Denver Contractors' Challenge of Vaccine Requirement Denied by Federal Judge
A lawsuit filed by a contractors association seeking to challenge Denver, CO's Covid-19 vaccine mandate was dismissed by a federal judge. The judge has given the contractors association 30 days to amend and resubmit a new complaint otherwise the ruling will stand.
In an order from August 2nd of last year, a mandate was put in place for some Denver employees. This order included workers in hospitals, schools, childcare centers, and correctional facilities among others; contractors were initially not included. A month later Denver officials released another order seeking to include construction contractors. The contractor association argues that the second order was improperly filed and that it is invalid because they were not included in the August order.

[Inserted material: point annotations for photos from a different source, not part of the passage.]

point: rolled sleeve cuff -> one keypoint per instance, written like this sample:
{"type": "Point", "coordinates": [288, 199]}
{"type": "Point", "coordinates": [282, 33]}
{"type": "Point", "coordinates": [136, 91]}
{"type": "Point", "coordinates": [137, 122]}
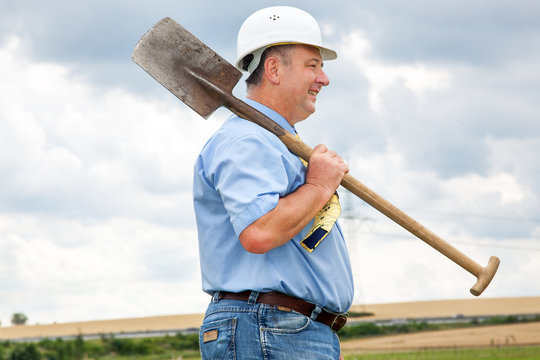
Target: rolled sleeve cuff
{"type": "Point", "coordinates": [257, 208]}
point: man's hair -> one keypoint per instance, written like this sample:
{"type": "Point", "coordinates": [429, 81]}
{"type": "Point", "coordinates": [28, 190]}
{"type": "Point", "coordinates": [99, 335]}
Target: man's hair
{"type": "Point", "coordinates": [283, 52]}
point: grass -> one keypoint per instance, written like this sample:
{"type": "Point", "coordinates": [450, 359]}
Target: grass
{"type": "Point", "coordinates": [508, 353]}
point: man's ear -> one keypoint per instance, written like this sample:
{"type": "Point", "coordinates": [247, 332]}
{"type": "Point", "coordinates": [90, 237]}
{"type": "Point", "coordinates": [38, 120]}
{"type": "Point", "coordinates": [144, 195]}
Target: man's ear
{"type": "Point", "coordinates": [271, 70]}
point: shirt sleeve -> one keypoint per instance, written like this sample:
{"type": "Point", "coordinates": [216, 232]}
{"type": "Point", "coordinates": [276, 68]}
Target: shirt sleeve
{"type": "Point", "coordinates": [251, 175]}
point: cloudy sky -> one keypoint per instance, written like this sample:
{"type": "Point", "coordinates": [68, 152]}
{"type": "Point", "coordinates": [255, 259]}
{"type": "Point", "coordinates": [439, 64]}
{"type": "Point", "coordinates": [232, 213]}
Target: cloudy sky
{"type": "Point", "coordinates": [435, 105]}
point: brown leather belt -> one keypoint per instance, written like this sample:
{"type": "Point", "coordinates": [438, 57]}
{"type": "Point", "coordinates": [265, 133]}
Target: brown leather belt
{"type": "Point", "coordinates": [334, 321]}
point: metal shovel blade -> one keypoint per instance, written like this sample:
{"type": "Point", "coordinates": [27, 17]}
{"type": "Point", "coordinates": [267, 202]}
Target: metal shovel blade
{"type": "Point", "coordinates": [171, 54]}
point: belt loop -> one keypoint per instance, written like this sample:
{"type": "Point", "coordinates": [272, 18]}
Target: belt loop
{"type": "Point", "coordinates": [253, 297]}
{"type": "Point", "coordinates": [316, 311]}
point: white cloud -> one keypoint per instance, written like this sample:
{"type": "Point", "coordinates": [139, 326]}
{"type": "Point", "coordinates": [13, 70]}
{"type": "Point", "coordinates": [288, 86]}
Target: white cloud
{"type": "Point", "coordinates": [419, 78]}
{"type": "Point", "coordinates": [96, 218]}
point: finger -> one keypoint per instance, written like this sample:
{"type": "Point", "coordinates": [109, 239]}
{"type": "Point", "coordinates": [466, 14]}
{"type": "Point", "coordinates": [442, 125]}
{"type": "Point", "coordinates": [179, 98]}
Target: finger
{"type": "Point", "coordinates": [320, 148]}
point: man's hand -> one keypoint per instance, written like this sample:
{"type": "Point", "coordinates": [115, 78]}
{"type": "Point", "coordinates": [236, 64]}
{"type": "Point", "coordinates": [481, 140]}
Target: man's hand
{"type": "Point", "coordinates": [295, 210]}
{"type": "Point", "coordinates": [326, 169]}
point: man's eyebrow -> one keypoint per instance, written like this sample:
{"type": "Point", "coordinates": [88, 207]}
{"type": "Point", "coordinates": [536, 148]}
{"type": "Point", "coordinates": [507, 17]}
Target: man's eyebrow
{"type": "Point", "coordinates": [317, 60]}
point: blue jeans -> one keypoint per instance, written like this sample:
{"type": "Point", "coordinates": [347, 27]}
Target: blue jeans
{"type": "Point", "coordinates": [240, 330]}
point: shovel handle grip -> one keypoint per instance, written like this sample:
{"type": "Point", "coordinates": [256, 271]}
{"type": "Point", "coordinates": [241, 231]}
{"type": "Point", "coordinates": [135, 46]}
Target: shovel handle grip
{"type": "Point", "coordinates": [298, 147]}
{"type": "Point", "coordinates": [484, 275]}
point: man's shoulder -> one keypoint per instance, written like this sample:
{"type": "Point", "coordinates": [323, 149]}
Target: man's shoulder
{"type": "Point", "coordinates": [235, 129]}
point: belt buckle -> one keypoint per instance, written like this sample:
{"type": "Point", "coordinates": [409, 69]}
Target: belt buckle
{"type": "Point", "coordinates": [339, 322]}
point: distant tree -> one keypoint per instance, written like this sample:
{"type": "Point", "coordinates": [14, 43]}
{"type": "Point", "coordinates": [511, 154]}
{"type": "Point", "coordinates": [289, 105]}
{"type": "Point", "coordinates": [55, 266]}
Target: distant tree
{"type": "Point", "coordinates": [26, 351]}
{"type": "Point", "coordinates": [19, 319]}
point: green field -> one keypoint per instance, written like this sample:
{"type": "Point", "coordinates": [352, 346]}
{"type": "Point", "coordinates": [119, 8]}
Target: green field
{"type": "Point", "coordinates": [509, 353]}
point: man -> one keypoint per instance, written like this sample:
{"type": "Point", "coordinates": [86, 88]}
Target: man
{"type": "Point", "coordinates": [279, 279]}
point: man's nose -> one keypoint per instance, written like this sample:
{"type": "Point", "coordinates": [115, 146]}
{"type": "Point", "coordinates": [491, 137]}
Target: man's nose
{"type": "Point", "coordinates": [323, 78]}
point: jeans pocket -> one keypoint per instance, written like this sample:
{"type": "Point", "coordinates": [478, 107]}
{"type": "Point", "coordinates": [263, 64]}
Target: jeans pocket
{"type": "Point", "coordinates": [285, 322]}
{"type": "Point", "coordinates": [217, 339]}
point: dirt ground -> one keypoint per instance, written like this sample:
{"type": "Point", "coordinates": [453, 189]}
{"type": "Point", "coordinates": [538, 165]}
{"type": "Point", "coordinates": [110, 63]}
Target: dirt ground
{"type": "Point", "coordinates": [515, 334]}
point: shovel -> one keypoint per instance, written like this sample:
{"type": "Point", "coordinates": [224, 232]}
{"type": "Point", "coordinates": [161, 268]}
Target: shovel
{"type": "Point", "coordinates": [204, 81]}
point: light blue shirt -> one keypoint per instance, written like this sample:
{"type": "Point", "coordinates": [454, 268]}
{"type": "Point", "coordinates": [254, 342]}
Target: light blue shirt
{"type": "Point", "coordinates": [239, 176]}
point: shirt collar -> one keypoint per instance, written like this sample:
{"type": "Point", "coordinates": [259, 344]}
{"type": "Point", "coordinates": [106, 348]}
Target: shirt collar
{"type": "Point", "coordinates": [276, 117]}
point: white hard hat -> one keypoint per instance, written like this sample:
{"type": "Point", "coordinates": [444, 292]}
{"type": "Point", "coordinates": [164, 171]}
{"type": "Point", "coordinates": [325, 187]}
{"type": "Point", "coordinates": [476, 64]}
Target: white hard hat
{"type": "Point", "coordinates": [277, 25]}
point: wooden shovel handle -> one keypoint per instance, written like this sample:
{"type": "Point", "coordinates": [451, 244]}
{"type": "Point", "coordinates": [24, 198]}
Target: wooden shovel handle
{"type": "Point", "coordinates": [484, 275]}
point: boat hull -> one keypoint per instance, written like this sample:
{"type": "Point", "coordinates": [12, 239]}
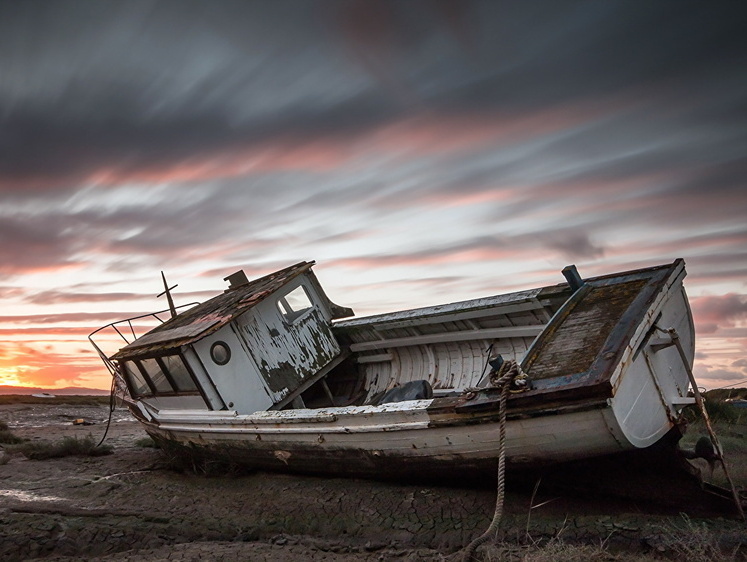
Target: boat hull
{"type": "Point", "coordinates": [403, 442]}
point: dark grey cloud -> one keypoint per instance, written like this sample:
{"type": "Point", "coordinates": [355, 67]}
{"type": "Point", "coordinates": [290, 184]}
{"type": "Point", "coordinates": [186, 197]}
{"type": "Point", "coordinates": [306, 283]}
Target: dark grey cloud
{"type": "Point", "coordinates": [127, 87]}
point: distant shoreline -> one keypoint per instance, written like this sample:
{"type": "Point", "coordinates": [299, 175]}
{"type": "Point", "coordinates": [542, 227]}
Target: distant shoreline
{"type": "Point", "coordinates": [67, 391]}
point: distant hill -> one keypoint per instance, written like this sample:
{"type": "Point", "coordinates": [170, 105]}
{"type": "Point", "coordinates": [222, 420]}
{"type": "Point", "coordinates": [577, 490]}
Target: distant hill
{"type": "Point", "coordinates": [67, 391]}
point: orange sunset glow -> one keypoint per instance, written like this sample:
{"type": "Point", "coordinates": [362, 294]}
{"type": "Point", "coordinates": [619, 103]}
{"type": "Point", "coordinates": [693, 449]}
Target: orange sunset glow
{"type": "Point", "coordinates": [416, 161]}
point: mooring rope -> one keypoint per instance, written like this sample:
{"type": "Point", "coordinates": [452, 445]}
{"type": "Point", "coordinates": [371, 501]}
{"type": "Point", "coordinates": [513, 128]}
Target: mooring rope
{"type": "Point", "coordinates": [112, 406]}
{"type": "Point", "coordinates": [502, 379]}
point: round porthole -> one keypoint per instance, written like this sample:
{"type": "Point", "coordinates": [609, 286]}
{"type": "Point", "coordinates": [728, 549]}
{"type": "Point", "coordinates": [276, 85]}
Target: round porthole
{"type": "Point", "coordinates": [220, 353]}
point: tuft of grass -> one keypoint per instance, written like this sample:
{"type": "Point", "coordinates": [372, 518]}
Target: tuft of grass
{"type": "Point", "coordinates": [68, 446]}
{"type": "Point", "coordinates": [719, 411]}
{"type": "Point", "coordinates": [691, 540]}
{"type": "Point", "coordinates": [556, 549]}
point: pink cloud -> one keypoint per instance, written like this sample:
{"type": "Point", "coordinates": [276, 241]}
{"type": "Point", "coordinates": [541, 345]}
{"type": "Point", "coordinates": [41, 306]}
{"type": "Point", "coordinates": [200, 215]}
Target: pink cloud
{"type": "Point", "coordinates": [714, 312]}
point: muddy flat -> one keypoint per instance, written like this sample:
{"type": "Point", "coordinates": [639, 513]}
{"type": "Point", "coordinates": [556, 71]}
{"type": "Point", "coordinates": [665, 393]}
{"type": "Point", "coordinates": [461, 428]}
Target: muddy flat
{"type": "Point", "coordinates": [133, 505]}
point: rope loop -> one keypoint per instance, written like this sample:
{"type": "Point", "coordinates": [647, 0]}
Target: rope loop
{"type": "Point", "coordinates": [504, 378]}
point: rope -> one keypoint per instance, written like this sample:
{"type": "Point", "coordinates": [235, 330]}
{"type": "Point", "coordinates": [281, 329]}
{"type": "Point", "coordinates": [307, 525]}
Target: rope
{"type": "Point", "coordinates": [706, 419]}
{"type": "Point", "coordinates": [502, 379]}
{"type": "Point", "coordinates": [112, 405]}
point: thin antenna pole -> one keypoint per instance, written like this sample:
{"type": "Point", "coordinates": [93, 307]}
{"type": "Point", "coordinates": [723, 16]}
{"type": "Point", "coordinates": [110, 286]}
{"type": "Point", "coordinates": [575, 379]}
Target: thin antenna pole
{"type": "Point", "coordinates": [167, 292]}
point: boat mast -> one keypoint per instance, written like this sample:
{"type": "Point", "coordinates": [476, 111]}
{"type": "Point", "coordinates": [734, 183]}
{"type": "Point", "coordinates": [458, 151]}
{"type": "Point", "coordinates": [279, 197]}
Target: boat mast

Michael A. Rollin, an attorney for the plaintiffs, alleges that contractors, "have lost employees, some cannot bid on Denver jobs anymore, and many have incurred costs associated with implementing or defending against the mandate’s conscription of private businesses to be Denver’s enforcer..."
The City of Denver contests that the lawsuit should not proceed because the plaintiffs, comprised of half a dozen construction trade associations, failed to prove that their businesses were adversely affected by the city health orders.
"There are no allegations," argued the Denver City Attorney's Office, "that any employee has resigned or has threatened to resign because of the Orders, there are no allegations that any work on any Denver contract has actually been impacted or genuinely threatened to be impacted, there are no allegations that any Plaintiff is imminently in danger of violating any particular contract because of the Orders, and there are no allegations that Plaintiffs have suffered any injury because of enforcement efforts by Denver."